The past year has been an awesome whirlwind of super rad cheesiness. I really loathe top ten" lists, so I'm not going to make one. Instead I'm going to mention a few of my cheese highlights from the past year.

  • Having a chance to interact with you all during the "cultural exchange" post. Thank you all once again for sharing your goodies. Mary (who makes the yum cheese studded chocolate) has moved on from her job at Marion St. Cheese Market. To where? I dunno. Keep your eye out for her and her delicious confections.
  • ACS conference. Totally intimidating and surreal to be surround by all of that knowledge and years of expertise. Can't wait for this year.
  • VT Cheesemakers Festival. A chance to see my New England family, eat cheese, meet water buffalo, go to Jasper Hill and be insanely happy. Going back for year two this July.
  • My blog quel surprise!. What a great therapy this has become. I've become even more passionate about my work, slightly obsessive about cheese, and interested in photography as a result. Best idea I've ever randomly put together on a whim.
  • Comments. I love hearing back from you all through comments and email. A lot of you agree with things that I say, and there are just as many out there who don't. I love hearing all feedback. They help me be a better writer, and help me advance my cheese education.

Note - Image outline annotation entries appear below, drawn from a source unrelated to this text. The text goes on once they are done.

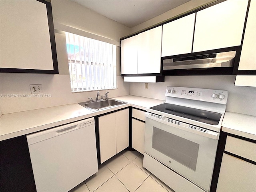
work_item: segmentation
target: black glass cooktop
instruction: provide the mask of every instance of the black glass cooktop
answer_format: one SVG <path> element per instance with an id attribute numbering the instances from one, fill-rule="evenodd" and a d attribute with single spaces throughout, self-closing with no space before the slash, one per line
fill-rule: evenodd
<path id="1" fill-rule="evenodd" d="M 219 124 L 221 117 L 220 113 L 169 103 L 163 103 L 150 109 L 214 125 Z"/>

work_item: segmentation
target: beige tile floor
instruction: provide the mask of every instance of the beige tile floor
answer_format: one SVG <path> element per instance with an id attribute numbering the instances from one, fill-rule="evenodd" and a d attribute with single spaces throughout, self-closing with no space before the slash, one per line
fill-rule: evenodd
<path id="1" fill-rule="evenodd" d="M 123 151 L 69 192 L 173 192 L 142 167 L 143 158 L 137 151 Z"/>

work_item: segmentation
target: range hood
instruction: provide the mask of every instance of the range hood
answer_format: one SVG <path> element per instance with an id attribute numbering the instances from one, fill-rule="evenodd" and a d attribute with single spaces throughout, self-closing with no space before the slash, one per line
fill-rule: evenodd
<path id="1" fill-rule="evenodd" d="M 232 67 L 236 51 L 163 59 L 163 70 Z"/>

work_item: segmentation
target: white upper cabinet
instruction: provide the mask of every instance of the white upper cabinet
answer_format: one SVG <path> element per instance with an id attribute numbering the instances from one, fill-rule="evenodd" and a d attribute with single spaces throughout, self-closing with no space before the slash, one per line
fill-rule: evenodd
<path id="1" fill-rule="evenodd" d="M 251 1 L 238 70 L 256 70 L 256 1 Z"/>
<path id="2" fill-rule="evenodd" d="M 162 56 L 191 53 L 195 13 L 163 26 Z"/>
<path id="3" fill-rule="evenodd" d="M 193 52 L 240 46 L 248 4 L 228 0 L 197 12 Z"/>
<path id="4" fill-rule="evenodd" d="M 121 41 L 121 73 L 137 74 L 138 36 L 133 36 Z"/>
<path id="5" fill-rule="evenodd" d="M 138 74 L 159 73 L 162 26 L 138 35 Z"/>
<path id="6" fill-rule="evenodd" d="M 1 71 L 58 73 L 51 3 L 0 4 Z"/>
<path id="7" fill-rule="evenodd" d="M 256 1 L 251 1 L 238 70 L 256 70 Z M 256 87 L 256 75 L 237 75 L 235 86 Z"/>

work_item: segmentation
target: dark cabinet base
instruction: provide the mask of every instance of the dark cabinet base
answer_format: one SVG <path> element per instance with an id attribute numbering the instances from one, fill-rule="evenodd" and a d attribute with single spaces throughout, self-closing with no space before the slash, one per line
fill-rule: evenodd
<path id="1" fill-rule="evenodd" d="M 26 136 L 1 142 L 0 191 L 36 192 Z"/>

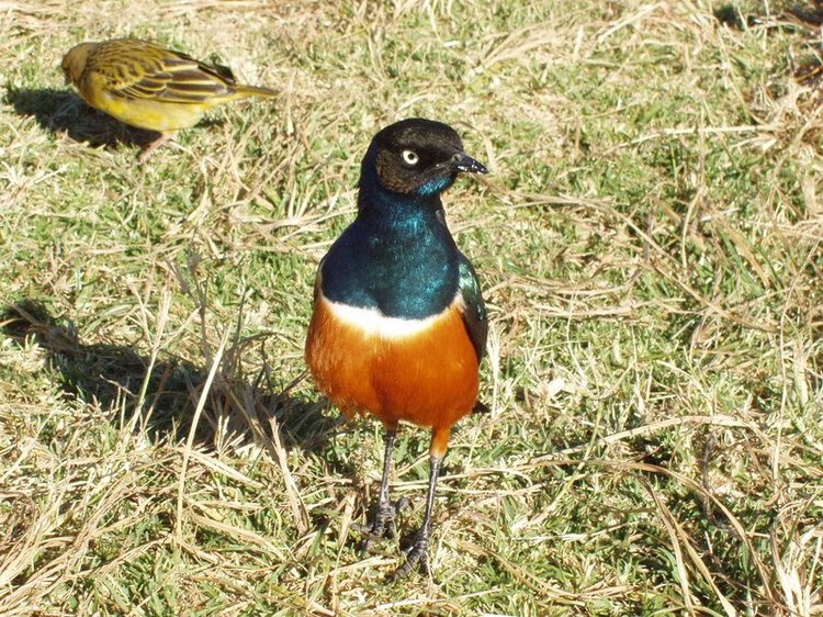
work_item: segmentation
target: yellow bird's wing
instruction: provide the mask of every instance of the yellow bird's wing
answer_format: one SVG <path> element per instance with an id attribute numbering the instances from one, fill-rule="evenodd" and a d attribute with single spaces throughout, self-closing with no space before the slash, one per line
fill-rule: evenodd
<path id="1" fill-rule="evenodd" d="M 145 41 L 121 38 L 103 43 L 88 67 L 112 94 L 169 103 L 203 103 L 237 96 L 226 67 L 201 63 L 181 52 Z M 241 87 L 240 87 L 241 88 Z"/>

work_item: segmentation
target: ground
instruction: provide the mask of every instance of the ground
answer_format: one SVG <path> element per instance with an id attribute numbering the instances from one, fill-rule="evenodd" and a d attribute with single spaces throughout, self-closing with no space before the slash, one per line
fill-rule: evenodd
<path id="1" fill-rule="evenodd" d="M 0 614 L 823 614 L 814 5 L 0 3 Z M 134 35 L 277 87 L 147 136 L 58 69 Z M 304 378 L 371 136 L 453 125 L 491 314 L 431 576 L 358 552 L 380 427 Z M 428 435 L 392 489 L 419 523 Z"/>

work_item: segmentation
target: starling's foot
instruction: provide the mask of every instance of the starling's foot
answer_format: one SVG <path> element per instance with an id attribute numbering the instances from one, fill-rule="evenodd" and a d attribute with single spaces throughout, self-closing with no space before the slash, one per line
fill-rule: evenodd
<path id="1" fill-rule="evenodd" d="M 383 504 L 382 507 L 379 506 L 372 521 L 363 528 L 365 539 L 360 543 L 360 551 L 367 552 L 374 540 L 394 538 L 397 535 L 397 515 L 409 505 L 409 501 L 403 497 L 396 502 Z"/>
<path id="2" fill-rule="evenodd" d="M 420 568 L 420 572 L 428 576 L 429 574 L 429 535 L 420 529 L 415 534 L 412 546 L 406 549 L 406 562 L 388 575 L 390 581 L 404 579 L 412 573 L 415 565 Z"/>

  • Being tickled by Judy Schad of Capriole. Yup. Tickled. Yes, I did giggle like the poppin' fresh dough boy. Telling Allison Hooper that meeting her was like meeting Elvis, and then acting like a 15 year old girl when I asked her to sign my book on the Bonne Bouche page. Embarrassing moments in my cheesy year.

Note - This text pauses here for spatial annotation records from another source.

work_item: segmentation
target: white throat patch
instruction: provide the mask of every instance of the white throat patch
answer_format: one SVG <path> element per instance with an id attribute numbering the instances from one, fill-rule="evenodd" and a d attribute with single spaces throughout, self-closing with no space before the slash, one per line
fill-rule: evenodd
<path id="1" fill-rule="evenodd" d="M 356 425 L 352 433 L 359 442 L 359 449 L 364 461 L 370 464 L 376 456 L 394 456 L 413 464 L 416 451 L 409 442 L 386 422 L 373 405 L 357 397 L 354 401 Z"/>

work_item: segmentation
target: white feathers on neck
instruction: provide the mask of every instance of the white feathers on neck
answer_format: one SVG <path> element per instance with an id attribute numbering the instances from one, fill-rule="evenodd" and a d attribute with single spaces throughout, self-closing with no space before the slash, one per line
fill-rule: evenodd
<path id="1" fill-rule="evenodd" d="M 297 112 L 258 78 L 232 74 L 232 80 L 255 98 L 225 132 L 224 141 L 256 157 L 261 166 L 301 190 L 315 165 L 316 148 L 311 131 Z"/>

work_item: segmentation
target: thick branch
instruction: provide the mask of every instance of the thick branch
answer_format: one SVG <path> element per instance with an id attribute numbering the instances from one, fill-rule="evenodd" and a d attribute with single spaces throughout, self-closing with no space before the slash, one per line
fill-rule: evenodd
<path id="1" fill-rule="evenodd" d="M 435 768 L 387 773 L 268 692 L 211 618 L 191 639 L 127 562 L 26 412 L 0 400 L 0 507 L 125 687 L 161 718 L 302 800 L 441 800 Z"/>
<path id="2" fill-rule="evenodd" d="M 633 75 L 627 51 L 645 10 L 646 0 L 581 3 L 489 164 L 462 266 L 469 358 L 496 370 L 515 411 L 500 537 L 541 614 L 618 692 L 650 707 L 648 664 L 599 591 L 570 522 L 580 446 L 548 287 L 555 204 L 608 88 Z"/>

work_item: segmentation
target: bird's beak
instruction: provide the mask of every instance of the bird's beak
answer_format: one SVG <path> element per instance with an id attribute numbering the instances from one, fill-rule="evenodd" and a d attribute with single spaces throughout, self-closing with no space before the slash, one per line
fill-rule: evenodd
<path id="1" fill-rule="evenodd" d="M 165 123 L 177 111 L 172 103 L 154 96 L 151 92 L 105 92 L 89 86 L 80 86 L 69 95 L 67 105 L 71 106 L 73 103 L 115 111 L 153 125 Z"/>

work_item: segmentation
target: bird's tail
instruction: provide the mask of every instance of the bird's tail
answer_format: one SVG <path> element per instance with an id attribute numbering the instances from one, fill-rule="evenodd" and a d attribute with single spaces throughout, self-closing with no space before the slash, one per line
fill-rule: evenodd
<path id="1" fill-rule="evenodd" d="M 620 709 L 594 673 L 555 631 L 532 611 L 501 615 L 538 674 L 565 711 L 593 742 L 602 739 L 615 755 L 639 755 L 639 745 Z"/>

  • London. There were three contenders for my vacation last year. London, Madrid and Frankfurt. After weighing the options and realizing that my vacation was to start in 7 days, I picked London because I would be able to go to Neal's Yard Dairy. Stayed in a shitty hotel, had a wonderful time! Met great people, tasted ridiculously tasty cheese and conquered my fear of heights and enclosed spaces for 30 minutes so I could ride "The Eye".
  • Brooklyn. As a Queens kid growing up, I didn't' explore Brooklyn. When I went to visit my Aunt it was a home visit filled with food, check-pinching and food. When I got older we'd take the LIRR to Manhattan. Now a trip back home isn't as fun unless I make a run to Brooklyn for cheese exploration. If for some reason I had to move back to NYC, I'd find a place in Brooklyn to call my home.

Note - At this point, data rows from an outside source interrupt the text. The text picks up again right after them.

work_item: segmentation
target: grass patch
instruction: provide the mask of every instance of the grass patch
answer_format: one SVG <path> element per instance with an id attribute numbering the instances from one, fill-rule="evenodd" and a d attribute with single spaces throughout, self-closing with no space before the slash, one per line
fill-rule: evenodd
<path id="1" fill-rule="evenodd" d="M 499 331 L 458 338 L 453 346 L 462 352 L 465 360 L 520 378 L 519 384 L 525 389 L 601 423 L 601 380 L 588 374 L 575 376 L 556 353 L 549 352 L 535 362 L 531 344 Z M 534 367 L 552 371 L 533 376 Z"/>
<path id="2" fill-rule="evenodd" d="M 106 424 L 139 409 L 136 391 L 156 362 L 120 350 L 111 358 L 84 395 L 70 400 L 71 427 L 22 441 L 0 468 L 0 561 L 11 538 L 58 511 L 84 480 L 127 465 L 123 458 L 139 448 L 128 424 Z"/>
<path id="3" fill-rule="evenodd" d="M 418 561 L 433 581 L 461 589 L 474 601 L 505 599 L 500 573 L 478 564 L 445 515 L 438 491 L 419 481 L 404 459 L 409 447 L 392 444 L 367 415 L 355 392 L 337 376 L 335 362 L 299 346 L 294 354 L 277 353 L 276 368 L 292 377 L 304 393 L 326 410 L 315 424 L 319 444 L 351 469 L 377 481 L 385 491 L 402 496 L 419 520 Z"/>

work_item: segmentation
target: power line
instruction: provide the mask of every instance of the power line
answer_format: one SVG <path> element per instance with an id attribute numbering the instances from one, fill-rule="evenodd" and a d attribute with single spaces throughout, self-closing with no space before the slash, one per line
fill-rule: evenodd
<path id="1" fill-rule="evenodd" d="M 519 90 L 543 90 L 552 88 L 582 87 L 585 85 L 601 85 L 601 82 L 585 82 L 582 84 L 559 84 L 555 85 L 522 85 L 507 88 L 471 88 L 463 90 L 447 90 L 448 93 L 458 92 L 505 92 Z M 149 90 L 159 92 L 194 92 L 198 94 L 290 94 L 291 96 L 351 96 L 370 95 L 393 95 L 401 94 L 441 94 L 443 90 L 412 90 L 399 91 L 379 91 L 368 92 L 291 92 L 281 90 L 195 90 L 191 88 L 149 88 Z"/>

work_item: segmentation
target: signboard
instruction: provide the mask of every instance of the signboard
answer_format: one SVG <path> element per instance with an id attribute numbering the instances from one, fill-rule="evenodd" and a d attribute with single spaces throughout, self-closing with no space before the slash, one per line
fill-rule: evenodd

  • Working my butt off. Yes there are days when I hate my job. All I want to do is curl up, and stay at home, eating take-out and watching LOTR. There are some days when I don't even want to look at cheese much less sell it. But, then I go to work, and look at the case. Who needs re-wrapping? When was the last time I tasted this cheese? Who needs to be faced? What needs to move? What's coming in? What are we selling? What are we sitting on? At the end of the day I love my job and as exhausting as the past few months have been (with the holidays and trying to figure out what I do as assistant buyer, and how to do it well) when I have my day off and I realize that I'm just reading about cheese, or thinking about cheese, or tasting new cheese, I know that I'm in the right job.
I am very excited just thinking about the past year, and look forward to this coming one as well. There's so much more cheese out there to read about, taste and write about.